Although our results suggest that invaded melomys populations are
beginning to adjust to the presence of northern quolls, there has been
no sign of demographic recovery on the island. Data from our seed
removal experiment clearly demonstrated that the function of melomys as
seed harvesters and dispersers scales with density. Trophic cascades
resulting from the addition and loss of predators from ecosystems has
been observed in a number of systems globally (Ripple et al.2001; Terborgh et al. 2001; Estes et al. 2011), and the
results can profoundly shape entire systems. As the only rodent and the
dominant granivore in this system, while melomys populations may or may
not go extinct as a result of quoll invasion, their reduced abundance
and weakened ability to harvest and disperse seeds may have yet to be
observed, longer-term consequences for the vegetation structure and
ecosystem function of Indian Island (McConkey & O’Farrill 2016).

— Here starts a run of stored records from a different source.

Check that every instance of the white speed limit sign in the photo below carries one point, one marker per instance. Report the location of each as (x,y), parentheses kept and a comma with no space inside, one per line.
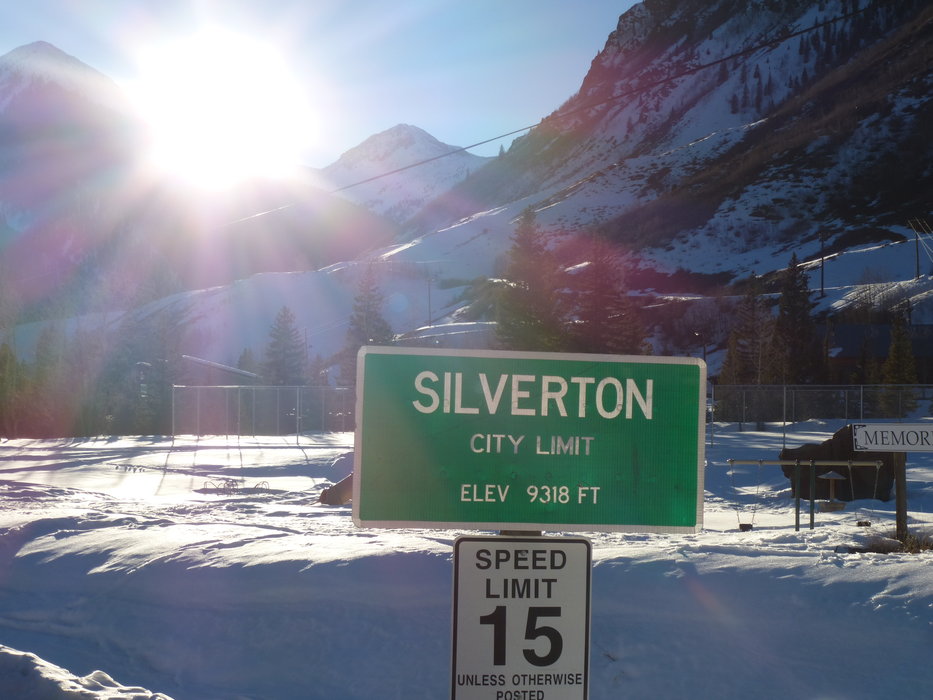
(521,618)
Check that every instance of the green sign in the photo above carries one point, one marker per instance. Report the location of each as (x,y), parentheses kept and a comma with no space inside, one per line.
(499,440)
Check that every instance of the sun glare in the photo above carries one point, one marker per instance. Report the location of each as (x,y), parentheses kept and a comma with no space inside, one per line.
(221,108)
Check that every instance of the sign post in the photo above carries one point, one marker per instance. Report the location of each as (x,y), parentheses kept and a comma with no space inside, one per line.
(531,441)
(521,620)
(898,438)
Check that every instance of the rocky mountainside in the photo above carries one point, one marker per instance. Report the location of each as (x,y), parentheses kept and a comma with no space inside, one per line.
(730,128)
(710,140)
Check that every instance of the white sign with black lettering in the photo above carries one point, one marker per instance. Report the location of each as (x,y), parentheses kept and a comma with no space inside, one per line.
(521,618)
(892,437)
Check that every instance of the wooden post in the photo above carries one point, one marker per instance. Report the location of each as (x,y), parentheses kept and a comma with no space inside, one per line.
(900,495)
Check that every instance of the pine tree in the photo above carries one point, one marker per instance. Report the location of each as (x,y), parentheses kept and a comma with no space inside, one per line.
(606,319)
(284,361)
(247,361)
(367,324)
(747,354)
(529,314)
(899,368)
(795,348)
(9,374)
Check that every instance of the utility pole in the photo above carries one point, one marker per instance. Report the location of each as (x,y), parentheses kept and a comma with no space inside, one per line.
(918,226)
(822,263)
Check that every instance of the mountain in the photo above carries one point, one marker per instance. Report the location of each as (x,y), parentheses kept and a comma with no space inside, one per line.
(731,128)
(405,190)
(708,140)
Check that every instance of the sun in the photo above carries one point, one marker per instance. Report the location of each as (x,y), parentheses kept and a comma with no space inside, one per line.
(221,108)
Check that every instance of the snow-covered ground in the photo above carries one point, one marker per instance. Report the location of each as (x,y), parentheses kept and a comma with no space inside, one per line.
(207,570)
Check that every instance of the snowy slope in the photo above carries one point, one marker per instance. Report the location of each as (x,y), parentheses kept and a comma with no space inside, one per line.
(122,563)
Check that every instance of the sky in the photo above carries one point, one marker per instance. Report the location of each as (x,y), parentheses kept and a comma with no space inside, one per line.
(463,71)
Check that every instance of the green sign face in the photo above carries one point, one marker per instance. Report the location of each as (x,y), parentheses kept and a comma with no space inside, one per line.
(543,441)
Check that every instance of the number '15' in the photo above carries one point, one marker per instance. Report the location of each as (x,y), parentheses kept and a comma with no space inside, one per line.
(532,631)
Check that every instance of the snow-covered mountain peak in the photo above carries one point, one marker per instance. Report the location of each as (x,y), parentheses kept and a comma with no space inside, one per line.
(395,147)
(400,196)
(41,64)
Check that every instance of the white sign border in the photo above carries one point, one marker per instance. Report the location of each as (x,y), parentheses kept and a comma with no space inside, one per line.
(529,355)
(493,539)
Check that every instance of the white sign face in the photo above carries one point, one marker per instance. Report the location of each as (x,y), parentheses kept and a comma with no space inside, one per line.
(521,619)
(893,437)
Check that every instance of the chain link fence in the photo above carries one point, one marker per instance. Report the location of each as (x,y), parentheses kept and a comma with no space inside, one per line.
(261,410)
(760,404)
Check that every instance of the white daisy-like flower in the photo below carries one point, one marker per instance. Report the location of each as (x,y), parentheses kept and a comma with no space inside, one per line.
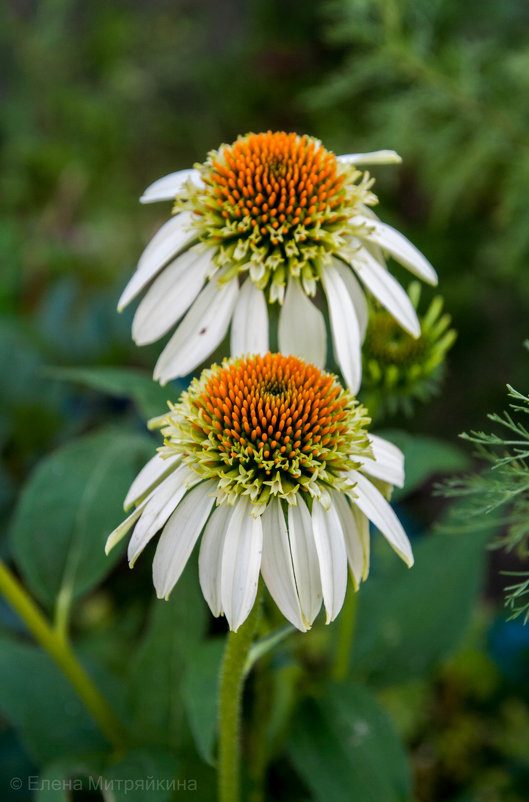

Currently, grass is a rare vegetation feature on Indian island (though
it is a dominant feature of nearby savanna woodlands on the mainland),
and this is quite possibly a result of the high density of melomys on
this (previously) predator-free island. The presence of quolls may well
change that, as both numerical and behaviour responses of melomys
cascade down to the grass community.
Empirical research on the effects of novel predators on recipient
communities under controlled conditions on a landscape-scale is
exceptionally difficult and remains relatively rare. The introduction of
threatened predators to landscapes from which they have been lost
(Cunningham et al. 2019) or where they are entirely novel
(Lapiedra et al. 2018), however, provides a unique opportunity to
observe how naïve prey can respond to novel predators, and the
mechanisms by which predators can structure communities. Our study
provides empirical support that some impacted prey populations can
adjust rapidly to the arrival of a novel predator via a generalised
behavioural response (decreased boldness) followed by development of a
species-specific antipredator response (behavioural fine-tuning). The
arrival of the novel predator appears to have set off a trophic cascade
that was driven, not only by changed prey density, but also by changed
prey behaviour. Thus, rapid adaptive shift may allow prey populations to
persist, but large-scale, system-wide changes may still follow.